August, 2017

Age Before Duty

By Michael J. Katin, MD

They say that age is just a number, although at times I would like to request a different number. Society has changed to the point that nearly every stereotype has been shattered. We have reached the point that discrimination on the basis of race, religion, gender, sexual orientation, and age is virtually unknown. .

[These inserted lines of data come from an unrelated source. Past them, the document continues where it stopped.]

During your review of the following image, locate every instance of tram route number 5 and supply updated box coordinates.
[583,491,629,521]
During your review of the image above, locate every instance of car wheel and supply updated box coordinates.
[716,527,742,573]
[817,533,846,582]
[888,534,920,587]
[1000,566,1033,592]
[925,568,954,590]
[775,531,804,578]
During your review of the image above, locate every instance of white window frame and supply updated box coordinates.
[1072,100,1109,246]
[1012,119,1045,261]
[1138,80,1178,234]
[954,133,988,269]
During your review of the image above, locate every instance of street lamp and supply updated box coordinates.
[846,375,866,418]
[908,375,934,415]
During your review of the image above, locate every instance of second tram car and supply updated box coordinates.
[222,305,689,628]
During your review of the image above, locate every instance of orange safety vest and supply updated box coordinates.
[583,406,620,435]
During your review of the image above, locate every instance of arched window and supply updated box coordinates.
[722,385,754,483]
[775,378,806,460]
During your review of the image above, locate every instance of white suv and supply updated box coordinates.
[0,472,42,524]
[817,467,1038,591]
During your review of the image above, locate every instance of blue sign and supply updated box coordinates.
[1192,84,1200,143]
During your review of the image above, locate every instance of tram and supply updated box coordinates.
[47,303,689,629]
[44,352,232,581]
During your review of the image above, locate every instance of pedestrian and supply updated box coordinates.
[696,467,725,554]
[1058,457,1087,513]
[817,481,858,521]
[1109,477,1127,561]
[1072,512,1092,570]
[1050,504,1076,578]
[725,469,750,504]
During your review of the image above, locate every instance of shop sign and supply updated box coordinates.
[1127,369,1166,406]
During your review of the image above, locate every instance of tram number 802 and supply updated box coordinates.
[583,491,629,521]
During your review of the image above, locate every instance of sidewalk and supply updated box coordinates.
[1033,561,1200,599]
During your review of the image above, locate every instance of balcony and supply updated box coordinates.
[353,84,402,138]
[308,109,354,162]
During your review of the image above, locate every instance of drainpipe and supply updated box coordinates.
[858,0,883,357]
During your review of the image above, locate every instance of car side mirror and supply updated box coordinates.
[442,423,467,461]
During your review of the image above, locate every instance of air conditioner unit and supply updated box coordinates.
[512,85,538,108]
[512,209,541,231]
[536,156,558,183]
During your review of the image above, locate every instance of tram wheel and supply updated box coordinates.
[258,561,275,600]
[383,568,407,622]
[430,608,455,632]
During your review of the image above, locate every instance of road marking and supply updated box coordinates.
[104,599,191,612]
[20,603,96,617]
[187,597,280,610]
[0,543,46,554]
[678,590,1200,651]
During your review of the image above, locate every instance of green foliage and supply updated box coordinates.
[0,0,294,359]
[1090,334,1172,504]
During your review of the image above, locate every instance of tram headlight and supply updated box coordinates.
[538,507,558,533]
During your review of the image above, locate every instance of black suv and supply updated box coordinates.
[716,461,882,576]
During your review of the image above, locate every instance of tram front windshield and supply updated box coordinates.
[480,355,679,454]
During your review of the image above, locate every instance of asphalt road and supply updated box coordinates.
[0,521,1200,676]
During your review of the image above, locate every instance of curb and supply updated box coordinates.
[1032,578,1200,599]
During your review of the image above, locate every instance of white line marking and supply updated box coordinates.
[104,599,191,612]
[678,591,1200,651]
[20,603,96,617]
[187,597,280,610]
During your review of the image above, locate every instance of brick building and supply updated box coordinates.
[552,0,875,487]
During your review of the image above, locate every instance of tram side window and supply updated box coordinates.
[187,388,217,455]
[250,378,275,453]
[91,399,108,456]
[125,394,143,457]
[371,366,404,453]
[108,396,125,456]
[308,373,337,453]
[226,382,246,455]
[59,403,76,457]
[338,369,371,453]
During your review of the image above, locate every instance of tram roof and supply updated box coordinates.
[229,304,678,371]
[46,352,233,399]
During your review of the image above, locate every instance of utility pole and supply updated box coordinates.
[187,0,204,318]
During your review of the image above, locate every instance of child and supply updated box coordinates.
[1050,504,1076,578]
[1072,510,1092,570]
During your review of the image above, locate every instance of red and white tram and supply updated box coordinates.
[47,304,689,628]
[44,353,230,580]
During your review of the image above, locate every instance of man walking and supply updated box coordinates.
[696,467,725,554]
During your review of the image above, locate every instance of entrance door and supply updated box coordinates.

It was therefore somewhat unexpected that the July 15, 2017, issue of the Red Journal (the International Journal of Radiation Oncology, Biology, and Physics) was a special edition dedicated to "Radiation Therapy In the Elderly." The title of the introductory editorial was the very uplifting statement that "Frailty Is our Destiny." After that beginning, especially since they're written by the usually ebullient Anthony Zietman, it's not certain whether there's a point to keep reading or just put on the pine overcoat. The rest of the issue consists of a number of studies which can generally divided into two categories: 1. yshowing that older people don't live as long as younger people, and 2. how to justify more rapidly treating older people to get them off the schedule.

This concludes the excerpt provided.